[LeetCode]Basic Calculator

Implement a basic calculator to evaluate a simple expression string.

The expression string may contain open

(

and closing parentheses

)

,
the plus

+

or minus sign

-

, non-negative integers
and empty spaces

.

You may assume that the given expression is always valid.

Some examples:

"1 + 1" = 2
" 2-1 + 2 " = 3
"(1+(4+5+2)-3)+(6+8)" = 23

Note: Do not use the

eval

built-in
library function.

用堆栈来做，注意处理好字符串的空格，和各种CornerCase。

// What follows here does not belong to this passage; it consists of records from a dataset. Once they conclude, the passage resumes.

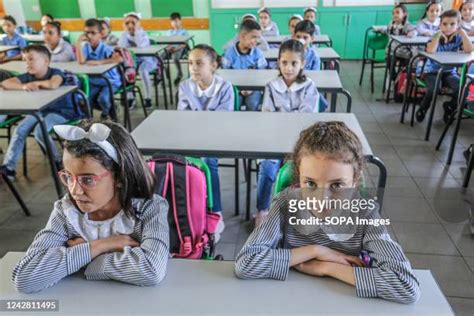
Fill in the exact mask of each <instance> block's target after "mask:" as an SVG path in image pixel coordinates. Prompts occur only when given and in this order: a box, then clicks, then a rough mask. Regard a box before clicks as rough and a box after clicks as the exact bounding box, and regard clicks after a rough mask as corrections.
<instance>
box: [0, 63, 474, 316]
mask: <svg viewBox="0 0 474 316" xmlns="http://www.w3.org/2000/svg"><path fill="white" fill-rule="evenodd" d="M359 71H360V64H359V63H353V62H343V63H342V69H341V73H342V74H343V77H342V81H343V84H344V86H345V87H346V88H347V89H348V90H349V91H350V92H351V93H352V97H353V106H352V109H353V112H354V113H355V114H356V115H357V118H358V119H359V122H360V124H361V126H362V128H363V130H364V131H365V133H366V135H367V138H368V139H369V142H370V144H371V147H372V149H373V151H374V152H375V154H376V155H377V156H379V157H380V158H381V159H383V161H384V162H385V164H386V166H387V168H388V185H387V189H386V191H385V202H384V203H385V207H384V212H385V213H384V214H385V215H386V216H388V217H389V218H391V221H392V223H393V225H392V226H391V228H390V229H389V230H390V232H391V234H392V236H393V237H394V238H395V239H396V240H398V242H399V243H400V244H401V245H402V247H403V248H404V250H405V252H406V253H407V256H408V257H409V258H410V260H411V262H412V265H413V267H414V268H423V269H430V270H431V271H432V272H433V274H434V275H435V277H436V279H437V281H438V283H439V284H440V286H441V289H442V290H443V292H444V294H445V295H446V296H448V300H449V302H450V303H451V305H452V306H453V309H454V310H455V312H456V313H457V314H459V315H472V311H473V310H474V273H473V271H474V237H473V235H471V234H470V232H469V230H468V226H467V218H468V217H467V216H468V215H467V214H468V213H467V212H468V210H469V207H470V204H471V203H472V202H473V201H474V181H471V186H470V188H469V189H467V190H465V191H463V190H461V189H460V187H461V179H462V175H463V173H464V171H465V167H466V164H465V162H464V158H463V157H462V151H463V150H464V148H466V147H467V146H468V145H469V144H471V143H474V124H473V122H472V121H464V122H463V126H462V129H461V131H460V137H459V139H458V144H457V146H456V152H455V155H454V160H453V163H452V165H451V166H446V163H445V161H446V154H447V150H448V146H449V141H450V138H451V136H448V137H447V139H446V140H445V142H444V144H443V146H442V148H441V150H440V151H436V150H435V149H434V147H435V145H436V142H437V140H438V137H439V135H440V134H441V131H442V129H443V124H442V122H441V121H440V120H439V118H440V117H441V111H437V113H436V118H437V119H438V120H436V122H435V124H434V129H433V132H432V136H431V140H430V141H429V142H425V141H424V140H423V136H424V130H425V124H416V125H415V126H414V127H410V126H409V124H405V125H402V124H400V123H399V117H400V109H401V105H400V104H394V103H390V104H385V103H384V102H379V101H376V99H378V98H380V97H381V94H380V91H381V82H382V76H381V75H382V72H381V71H379V72H378V73H377V75H376V91H377V93H375V94H371V93H370V92H369V91H370V89H369V84H368V75H367V80H365V82H364V84H363V85H362V87H359V85H358V76H359ZM342 99H343V98H341V100H339V102H341V104H340V105H341V106H339V108H340V109H343V108H344V107H343V106H342V104H343V102H344V100H342ZM141 119H142V111H141V110H140V109H138V108H137V109H136V110H135V111H134V112H133V121H134V124H135V126H136V124H138V122H139V121H140V120H141ZM164 137H166V136H164ZM0 148H3V149H4V150H5V149H6V142H5V141H4V140H0ZM28 148H29V151H28V152H29V165H28V166H29V179H25V178H24V177H22V176H20V177H19V178H18V180H17V182H16V185H17V187H18V190H19V191H20V192H21V194H22V196H23V197H24V199H25V200H26V202H27V204H28V206H29V207H30V209H31V212H32V214H33V215H32V216H31V217H25V216H24V215H23V214H22V213H21V211H20V210H19V208H18V206H17V205H16V203H15V201H14V199H13V198H12V196H11V194H10V192H8V191H7V189H6V187H5V185H4V184H0V257H1V256H3V255H4V254H5V253H6V252H8V251H12V250H17V251H18V250H25V249H26V248H27V247H28V245H29V243H30V242H31V240H32V238H33V237H34V235H35V233H36V232H37V231H38V230H39V229H40V228H42V227H43V226H44V224H45V222H46V221H47V219H48V216H49V213H50V211H51V207H52V202H53V201H54V200H55V198H56V197H55V193H54V188H53V185H52V180H51V178H50V176H49V173H48V168H47V164H46V162H45V159H44V157H43V155H42V154H41V152H40V151H39V150H38V147H37V145H36V144H34V142H33V141H31V140H30V141H29V147H28ZM20 166H21V165H20ZM18 170H21V169H20V168H19V169H18ZM369 174H370V175H371V177H372V179H373V180H375V179H376V176H377V170H376V169H375V168H372V167H370V168H369ZM241 179H243V177H241ZM233 181H234V179H233V170H231V169H226V168H222V169H221V182H222V183H221V190H222V199H223V205H224V210H225V211H224V214H225V219H226V220H225V223H226V230H225V232H224V234H223V236H222V241H221V243H219V245H218V247H217V252H218V253H221V254H222V255H224V257H225V259H226V260H232V259H233V258H234V257H235V255H236V253H237V252H238V251H239V249H240V248H241V247H242V245H243V243H244V242H245V240H246V238H247V236H248V234H249V233H250V232H251V230H252V228H253V224H252V223H247V222H245V221H244V219H243V213H244V211H243V210H242V211H241V216H239V217H235V216H234V195H233ZM240 189H241V192H242V194H241V197H242V201H241V205H244V191H245V184H244V183H241V188H240ZM253 205H255V191H254V192H253Z"/></svg>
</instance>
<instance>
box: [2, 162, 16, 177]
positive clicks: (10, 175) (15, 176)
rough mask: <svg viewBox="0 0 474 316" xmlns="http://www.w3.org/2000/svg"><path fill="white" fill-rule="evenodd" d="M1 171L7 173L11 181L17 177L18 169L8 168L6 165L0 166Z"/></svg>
mask: <svg viewBox="0 0 474 316" xmlns="http://www.w3.org/2000/svg"><path fill="white" fill-rule="evenodd" d="M0 173H1V174H4V175H6V176H7V178H8V180H10V181H15V179H16V171H15V170H10V169H8V168H7V166H5V165H3V166H0Z"/></svg>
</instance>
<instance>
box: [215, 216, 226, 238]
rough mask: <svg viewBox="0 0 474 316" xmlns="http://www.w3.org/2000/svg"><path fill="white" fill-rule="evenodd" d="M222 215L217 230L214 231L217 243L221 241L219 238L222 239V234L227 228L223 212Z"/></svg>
mask: <svg viewBox="0 0 474 316" xmlns="http://www.w3.org/2000/svg"><path fill="white" fill-rule="evenodd" d="M220 216H221V218H220V219H219V222H218V223H217V228H216V232H215V233H214V244H217V243H218V242H219V240H220V239H221V234H222V232H223V231H224V229H225V224H224V217H223V216H222V213H221V214H220Z"/></svg>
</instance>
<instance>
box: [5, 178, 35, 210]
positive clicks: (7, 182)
mask: <svg viewBox="0 0 474 316" xmlns="http://www.w3.org/2000/svg"><path fill="white" fill-rule="evenodd" d="M0 176H1V177H2V179H3V181H5V183H6V184H7V186H8V188H9V189H10V191H12V193H13V196H15V199H16V200H17V202H18V204H20V206H21V208H22V209H23V212H24V213H25V215H26V216H30V215H31V213H30V211H29V210H28V207H26V204H25V202H24V201H23V199H22V198H21V196H20V194H19V193H18V191H17V190H16V188H15V186H14V185H13V183H11V181H10V179H8V177H7V175H5V174H3V173H2V174H0Z"/></svg>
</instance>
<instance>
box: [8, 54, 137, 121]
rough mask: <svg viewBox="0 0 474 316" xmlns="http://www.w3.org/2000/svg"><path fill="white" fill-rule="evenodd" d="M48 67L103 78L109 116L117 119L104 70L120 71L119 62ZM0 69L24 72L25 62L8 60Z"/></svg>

思路不复杂，但是细节要注意。

class Solution {
public:
int calculate(string s) {
stack<int> num;
stack<char> op;
int front = 0;
int next = 0; //记录前一个符号和后一个符号
s = '(' + s + ')';
op.push('(');
for(int i=1; i<s.size(); i++){
if(s[i]==' ') continue; //空格处理跳过
if(s[i]=='+'||s[i]=='-'||s[i]=='('||s[i]==')'){
next = i;
if(!allwhite(s,front,next))//判断两个符号间是否全是空格
num.push(atoi(s.substr(front+1,next-front-1).c_str()));//提取数字
front = next;
op.push(s[i]);
}
if(op.top()==')') // 出栈逻辑
{
op.pop();
int temp = 0;
while(true)
{    if(op.top()=='+'){
int a = num.top();
temp = temp + a;
num.pop();
op.pop();
}
if(op.top()=='-'){
int a = num.top();
num.pop();
temp = temp - a;
op.pop();
}
if(op.top()=='('){
int a = num.top();
temp = temp + a;
num.pop();
num.push(temp);
op.pop();
break;
}
}
}
}
return num.top();
}
bool allwhite(string &s,int i,int j){
if(j==i)
return true;
for(int k=i+1; k<j; k++){
if(s[k]!=' ')
return false;
}
return true;
}
};